Nach Angaben der ukrainischen Behörden sind bei einemrussischen Raketenangriff auf ein Bergwerk in der Region Dnipropetrowsk zwölf Bergleute ums Leben gekommen. Der Angriff ereignete sich laut dem regionalen Gouverneur Serhij Lysak am frühen Montagmorgen, als die Arbeiter unter Tage beschäftigt waren. Mehrere weitere Personen wurden verletzt, einige von ihnen schwer.
Die Explosion habe erhebliche Schäden an der Bergwerksinfrastruktur und an umliegenden Gebäuden verursacht.
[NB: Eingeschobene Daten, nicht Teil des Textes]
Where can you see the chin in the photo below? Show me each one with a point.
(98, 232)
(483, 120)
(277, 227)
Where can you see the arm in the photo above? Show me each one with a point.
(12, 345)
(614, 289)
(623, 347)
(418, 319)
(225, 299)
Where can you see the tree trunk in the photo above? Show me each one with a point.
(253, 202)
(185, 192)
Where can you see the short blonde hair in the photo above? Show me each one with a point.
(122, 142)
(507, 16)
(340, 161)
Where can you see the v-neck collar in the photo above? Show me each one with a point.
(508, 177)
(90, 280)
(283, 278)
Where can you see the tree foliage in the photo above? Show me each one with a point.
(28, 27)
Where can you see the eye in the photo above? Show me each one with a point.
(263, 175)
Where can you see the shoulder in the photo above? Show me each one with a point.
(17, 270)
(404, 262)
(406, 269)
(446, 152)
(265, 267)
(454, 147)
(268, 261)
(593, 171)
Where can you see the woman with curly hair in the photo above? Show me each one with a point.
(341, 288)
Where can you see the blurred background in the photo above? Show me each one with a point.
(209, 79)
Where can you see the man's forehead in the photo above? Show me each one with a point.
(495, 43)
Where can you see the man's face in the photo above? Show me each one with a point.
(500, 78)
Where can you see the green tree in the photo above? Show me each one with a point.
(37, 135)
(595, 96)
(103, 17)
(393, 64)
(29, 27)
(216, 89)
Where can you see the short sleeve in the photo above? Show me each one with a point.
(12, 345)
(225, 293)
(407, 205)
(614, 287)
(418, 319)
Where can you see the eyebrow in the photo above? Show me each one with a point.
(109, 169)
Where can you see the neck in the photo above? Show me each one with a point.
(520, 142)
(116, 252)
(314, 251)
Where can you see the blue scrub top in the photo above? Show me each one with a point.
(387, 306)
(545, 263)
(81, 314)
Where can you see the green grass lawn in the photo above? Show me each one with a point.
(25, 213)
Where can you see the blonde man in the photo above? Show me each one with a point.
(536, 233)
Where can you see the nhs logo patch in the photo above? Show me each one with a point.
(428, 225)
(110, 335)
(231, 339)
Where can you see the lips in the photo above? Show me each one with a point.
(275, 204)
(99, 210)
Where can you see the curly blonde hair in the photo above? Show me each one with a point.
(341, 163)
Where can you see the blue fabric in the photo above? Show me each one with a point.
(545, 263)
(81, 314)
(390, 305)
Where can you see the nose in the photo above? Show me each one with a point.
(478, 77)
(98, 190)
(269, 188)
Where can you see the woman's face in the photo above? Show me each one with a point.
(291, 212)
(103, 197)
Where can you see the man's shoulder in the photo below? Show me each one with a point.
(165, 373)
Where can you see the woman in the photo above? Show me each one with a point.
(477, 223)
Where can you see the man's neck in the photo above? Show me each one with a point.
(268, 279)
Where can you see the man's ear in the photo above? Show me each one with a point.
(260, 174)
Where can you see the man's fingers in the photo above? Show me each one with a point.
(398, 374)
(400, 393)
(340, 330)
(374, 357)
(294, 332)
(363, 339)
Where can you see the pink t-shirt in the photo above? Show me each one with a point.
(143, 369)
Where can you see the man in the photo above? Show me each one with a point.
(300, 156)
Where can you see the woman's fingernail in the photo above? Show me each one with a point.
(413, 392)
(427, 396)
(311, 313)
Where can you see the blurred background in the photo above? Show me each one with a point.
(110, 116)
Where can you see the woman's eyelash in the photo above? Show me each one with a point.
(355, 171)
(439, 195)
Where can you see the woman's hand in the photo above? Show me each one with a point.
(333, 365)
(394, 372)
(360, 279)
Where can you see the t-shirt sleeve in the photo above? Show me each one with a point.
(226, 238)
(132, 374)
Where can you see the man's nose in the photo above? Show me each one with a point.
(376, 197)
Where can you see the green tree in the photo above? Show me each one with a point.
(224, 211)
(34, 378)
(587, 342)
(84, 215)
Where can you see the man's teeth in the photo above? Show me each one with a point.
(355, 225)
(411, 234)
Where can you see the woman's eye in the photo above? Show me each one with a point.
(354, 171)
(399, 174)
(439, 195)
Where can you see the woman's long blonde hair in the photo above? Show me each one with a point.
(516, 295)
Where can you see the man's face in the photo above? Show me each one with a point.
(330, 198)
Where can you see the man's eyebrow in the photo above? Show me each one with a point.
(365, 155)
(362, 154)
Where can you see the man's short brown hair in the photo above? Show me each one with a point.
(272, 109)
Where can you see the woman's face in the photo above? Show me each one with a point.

Rettungskräfte seien weiterhin im Einsatz, um vermisste Arbeiter zu finden und die Trümmer zu beseitigen.
Behörden sprechen von gezieltem Angriff auf kritische Infrastruktur
Die ukrainische Regierung verurteilte den Angriff als weiteren gezielten Schlag auf die zivile Infrastruktur des Landes. Präsident Wolodymyr Selenskyj bezeichnete den Beschuss als „einen Akt des Terrors gegen unbewaffnete Arbeiter, die lediglich ihrer täglichen Arbeit nachgingen“.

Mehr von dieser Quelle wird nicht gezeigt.